A colleague, when talking about our plans for this month, reminded me of the saying ‘When March comes in like a lion and goes out like a lamb’.
And it couldn’t be truer.
As we battled through the storms of Dudley and Eunice at the back of February – I had a particularly wild journey to Headingley Cricket Ground that I don’t wish to repeat any time soon – it’s always difficult to imagine the sudden warmer temperatures and longer evenings.
Not that we can’t be caught out by a cold snap. I seem to recall the Beast of the East in 2018 lingered into this month.
But as we move through March we’ll begin to pick up the rhythm of business that the spring brings. Holidays will be booked and after work drinks sat outside will be eagerly anticipated as well as the 9 to 5.
The past two years have been dominated by COVID-19 issues. This month will mark the start of what have been circumstances that none of us could comprehend would ever take place in this country.
Words such as ‘lockdown’ or ‘furlough’ were meaningless to us but became common in our vocabulary.
I remember writing at the turn of 2020 that now Brexit had been put to bed with the big majority for Boris Johnson in the last general election I wondered what our media and political class would obsesses about next.

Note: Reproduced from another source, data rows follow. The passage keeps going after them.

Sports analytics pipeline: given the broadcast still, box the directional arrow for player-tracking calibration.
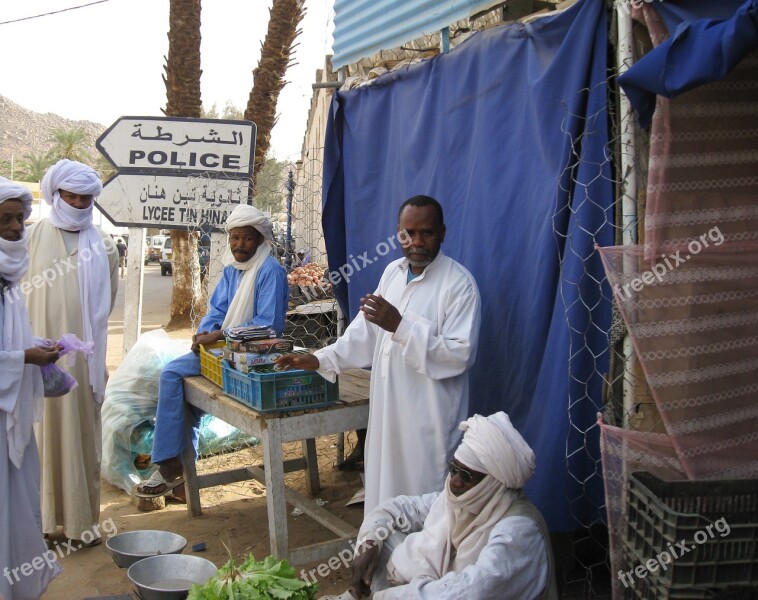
[96,117,256,177]
[95,173,252,231]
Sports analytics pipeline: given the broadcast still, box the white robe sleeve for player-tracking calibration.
[357,492,440,547]
[373,517,548,600]
[314,311,378,382]
[392,281,481,380]
[0,350,25,413]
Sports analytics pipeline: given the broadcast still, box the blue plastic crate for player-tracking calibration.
[622,471,758,600]
[223,361,339,412]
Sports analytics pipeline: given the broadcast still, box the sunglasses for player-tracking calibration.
[447,460,479,483]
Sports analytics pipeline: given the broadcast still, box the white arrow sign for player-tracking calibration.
[96,173,252,230]
[96,117,256,177]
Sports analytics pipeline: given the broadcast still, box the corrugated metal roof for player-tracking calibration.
[332,0,502,68]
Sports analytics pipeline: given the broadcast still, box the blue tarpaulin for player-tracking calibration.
[323,0,613,531]
[619,0,758,127]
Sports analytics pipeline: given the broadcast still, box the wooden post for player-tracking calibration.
[123,227,145,356]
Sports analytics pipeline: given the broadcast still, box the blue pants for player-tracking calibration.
[152,352,203,463]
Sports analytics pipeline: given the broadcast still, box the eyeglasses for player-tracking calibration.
[447,460,480,483]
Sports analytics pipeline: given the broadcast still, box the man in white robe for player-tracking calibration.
[0,177,60,600]
[332,412,558,600]
[22,159,118,543]
[279,196,481,512]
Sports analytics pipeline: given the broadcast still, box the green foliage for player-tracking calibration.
[200,100,244,119]
[188,554,318,600]
[0,160,16,179]
[222,100,244,120]
[253,155,295,215]
[13,150,57,181]
[50,127,92,163]
[200,102,218,119]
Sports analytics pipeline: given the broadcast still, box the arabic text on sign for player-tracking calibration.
[132,123,244,146]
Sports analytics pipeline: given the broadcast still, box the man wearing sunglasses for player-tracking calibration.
[323,412,558,600]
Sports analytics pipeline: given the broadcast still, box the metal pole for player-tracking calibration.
[616,2,637,427]
[284,169,295,272]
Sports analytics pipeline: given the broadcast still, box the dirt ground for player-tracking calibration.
[42,270,363,600]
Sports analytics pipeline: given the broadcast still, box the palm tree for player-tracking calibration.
[50,127,90,162]
[163,0,204,327]
[245,0,305,188]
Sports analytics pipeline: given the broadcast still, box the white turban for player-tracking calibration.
[387,411,534,584]
[42,158,103,231]
[42,158,103,205]
[0,177,32,281]
[226,204,274,242]
[42,158,111,403]
[221,204,274,329]
[455,411,535,489]
[0,177,32,219]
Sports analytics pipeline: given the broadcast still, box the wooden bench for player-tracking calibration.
[182,369,370,564]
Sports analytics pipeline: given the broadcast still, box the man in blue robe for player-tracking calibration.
[137,205,289,498]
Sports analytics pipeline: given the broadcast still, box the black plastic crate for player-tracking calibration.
[621,472,758,600]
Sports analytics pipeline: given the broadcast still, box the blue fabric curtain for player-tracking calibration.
[323,0,613,531]
[619,0,758,127]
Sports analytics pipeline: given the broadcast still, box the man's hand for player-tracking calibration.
[24,344,62,367]
[275,354,321,371]
[361,294,403,333]
[192,329,224,354]
[350,540,381,599]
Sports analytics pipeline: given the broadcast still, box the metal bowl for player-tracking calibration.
[126,554,217,600]
[105,529,187,569]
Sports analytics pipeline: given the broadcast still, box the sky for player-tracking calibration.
[0,0,333,161]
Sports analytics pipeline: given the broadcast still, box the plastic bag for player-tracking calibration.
[40,363,79,398]
[101,329,257,493]
[34,333,95,398]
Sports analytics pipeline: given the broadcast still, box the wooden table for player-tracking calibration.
[182,369,370,564]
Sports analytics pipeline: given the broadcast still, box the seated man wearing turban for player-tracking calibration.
[326,412,558,600]
[137,204,289,499]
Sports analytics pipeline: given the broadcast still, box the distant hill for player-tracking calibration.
[0,96,108,166]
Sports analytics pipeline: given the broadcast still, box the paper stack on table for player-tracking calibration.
[224,325,276,342]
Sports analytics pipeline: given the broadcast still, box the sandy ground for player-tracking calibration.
[43,264,363,600]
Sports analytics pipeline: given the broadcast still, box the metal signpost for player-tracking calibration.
[96,117,256,353]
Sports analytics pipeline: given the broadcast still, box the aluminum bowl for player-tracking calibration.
[105,529,187,569]
[126,554,217,600]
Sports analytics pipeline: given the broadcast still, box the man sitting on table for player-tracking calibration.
[137,204,289,499]
[331,412,558,600]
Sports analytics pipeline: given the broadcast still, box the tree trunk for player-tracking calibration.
[245,0,305,185]
[163,0,205,329]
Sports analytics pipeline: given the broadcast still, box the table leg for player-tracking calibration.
[261,419,289,559]
[182,406,202,517]
[337,431,345,466]
[301,438,321,496]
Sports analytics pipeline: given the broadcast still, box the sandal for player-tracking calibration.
[134,469,184,498]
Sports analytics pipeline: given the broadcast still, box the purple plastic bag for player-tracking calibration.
[40,363,79,398]
[40,333,95,398]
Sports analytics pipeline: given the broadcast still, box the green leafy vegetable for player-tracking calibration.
[187,554,318,600]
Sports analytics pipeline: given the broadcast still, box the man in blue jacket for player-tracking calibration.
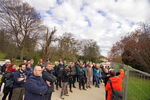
[24,66,50,100]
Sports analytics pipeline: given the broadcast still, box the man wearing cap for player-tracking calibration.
[1,59,11,73]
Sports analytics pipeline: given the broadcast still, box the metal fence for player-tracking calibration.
[111,62,150,100]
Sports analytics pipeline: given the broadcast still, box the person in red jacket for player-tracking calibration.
[105,69,125,100]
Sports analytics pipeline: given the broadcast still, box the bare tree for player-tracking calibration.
[0,0,42,59]
[41,27,57,60]
[111,24,150,72]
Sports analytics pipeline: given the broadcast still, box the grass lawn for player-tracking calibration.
[127,76,150,100]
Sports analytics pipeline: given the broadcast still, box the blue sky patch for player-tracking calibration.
[56,0,63,5]
[97,10,107,16]
[85,17,92,27]
[46,10,52,15]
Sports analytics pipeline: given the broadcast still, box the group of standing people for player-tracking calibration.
[0,59,124,100]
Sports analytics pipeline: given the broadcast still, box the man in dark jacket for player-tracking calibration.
[12,64,27,100]
[60,65,69,99]
[78,64,86,90]
[24,66,50,100]
[42,64,56,100]
[56,61,64,90]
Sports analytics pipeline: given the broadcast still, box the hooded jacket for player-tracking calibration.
[24,75,48,100]
[105,71,125,100]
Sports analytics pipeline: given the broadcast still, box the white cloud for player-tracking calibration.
[26,0,150,56]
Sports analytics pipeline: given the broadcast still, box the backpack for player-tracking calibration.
[109,80,123,100]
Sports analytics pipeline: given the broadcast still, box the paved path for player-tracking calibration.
[52,85,105,100]
[0,84,105,100]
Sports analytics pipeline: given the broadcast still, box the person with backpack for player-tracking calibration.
[2,64,16,100]
[105,69,125,100]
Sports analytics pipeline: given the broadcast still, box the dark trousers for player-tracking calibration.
[95,76,100,87]
[72,75,76,87]
[11,87,24,100]
[46,92,52,100]
[56,77,62,89]
[2,88,13,100]
[79,76,86,89]
[68,77,73,90]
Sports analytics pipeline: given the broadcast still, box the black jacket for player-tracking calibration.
[13,70,27,88]
[62,69,69,82]
[42,69,56,93]
[24,75,48,100]
[56,64,64,77]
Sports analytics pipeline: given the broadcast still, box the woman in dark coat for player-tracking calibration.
[24,66,50,100]
[2,64,16,100]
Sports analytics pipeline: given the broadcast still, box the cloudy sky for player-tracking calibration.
[26,0,150,56]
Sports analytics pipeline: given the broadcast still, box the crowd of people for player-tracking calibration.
[0,59,124,100]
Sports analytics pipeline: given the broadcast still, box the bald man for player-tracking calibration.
[24,66,49,100]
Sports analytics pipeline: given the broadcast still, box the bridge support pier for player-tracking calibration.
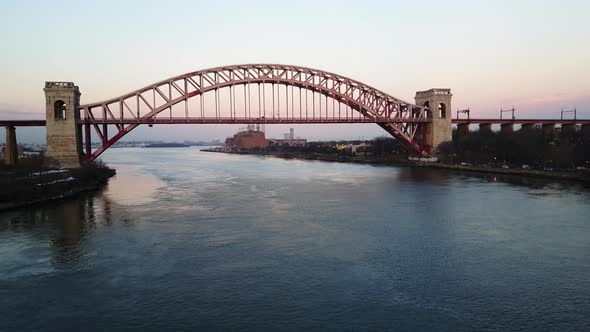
[479,123,492,133]
[500,123,514,135]
[561,123,576,141]
[457,123,469,138]
[44,82,83,168]
[414,89,453,152]
[4,126,18,165]
[582,124,590,144]
[543,123,555,142]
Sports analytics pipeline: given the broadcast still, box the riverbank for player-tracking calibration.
[0,166,116,211]
[201,149,590,184]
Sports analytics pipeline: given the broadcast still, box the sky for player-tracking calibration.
[0,0,590,142]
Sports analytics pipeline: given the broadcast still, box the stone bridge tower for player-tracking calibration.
[43,82,82,168]
[415,89,453,152]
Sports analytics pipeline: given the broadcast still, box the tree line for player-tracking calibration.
[438,128,590,168]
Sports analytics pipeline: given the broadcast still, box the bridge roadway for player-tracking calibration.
[0,117,590,127]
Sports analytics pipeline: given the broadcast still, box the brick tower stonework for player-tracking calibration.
[43,82,82,168]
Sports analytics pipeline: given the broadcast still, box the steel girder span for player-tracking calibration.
[78,64,431,160]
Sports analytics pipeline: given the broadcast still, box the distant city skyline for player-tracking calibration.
[0,0,590,143]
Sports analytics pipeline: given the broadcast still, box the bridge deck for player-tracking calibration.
[452,119,590,124]
[0,118,590,127]
[79,117,430,124]
[0,120,45,127]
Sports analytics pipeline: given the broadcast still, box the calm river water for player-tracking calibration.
[0,148,590,331]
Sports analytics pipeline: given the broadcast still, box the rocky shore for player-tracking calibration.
[202,149,590,184]
[0,166,116,211]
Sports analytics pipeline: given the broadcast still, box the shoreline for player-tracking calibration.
[201,149,590,184]
[0,168,117,212]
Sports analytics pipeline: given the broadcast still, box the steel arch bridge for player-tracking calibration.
[76,64,432,160]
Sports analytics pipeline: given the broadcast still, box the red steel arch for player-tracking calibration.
[78,64,431,160]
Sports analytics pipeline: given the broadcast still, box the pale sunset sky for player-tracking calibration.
[0,0,590,143]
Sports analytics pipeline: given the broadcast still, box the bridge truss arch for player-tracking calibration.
[78,64,431,160]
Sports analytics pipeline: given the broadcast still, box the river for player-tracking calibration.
[0,148,590,331]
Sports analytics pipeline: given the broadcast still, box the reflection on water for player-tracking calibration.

The pandemic has dominated since and I do worry what will be the topic du jour as COVID restrictions fade away.
Commentators that were all-knowing about trade deals one minute then became epidemiologists are now morphing into experts on the Russia/Ukraine situation.
I do realise this is a bit much coming from someone who is writing a column, which is hopefully read by many people, but it’s my fervent hope that people are left to just get on with their lives.
Enough with the lecturing and scaremongering. The ‘I know best’ mentality has never sat right with me, unless it’s from people who have genuine expertise and experience in a particular subject.
And that’s why I like that line from the poem.
More lamb than lion is needed from loudest voices in our society as we all look to pick up the pieces from two years that were far more turbulent than even Dudley, Eunice and Franklin could throw at us.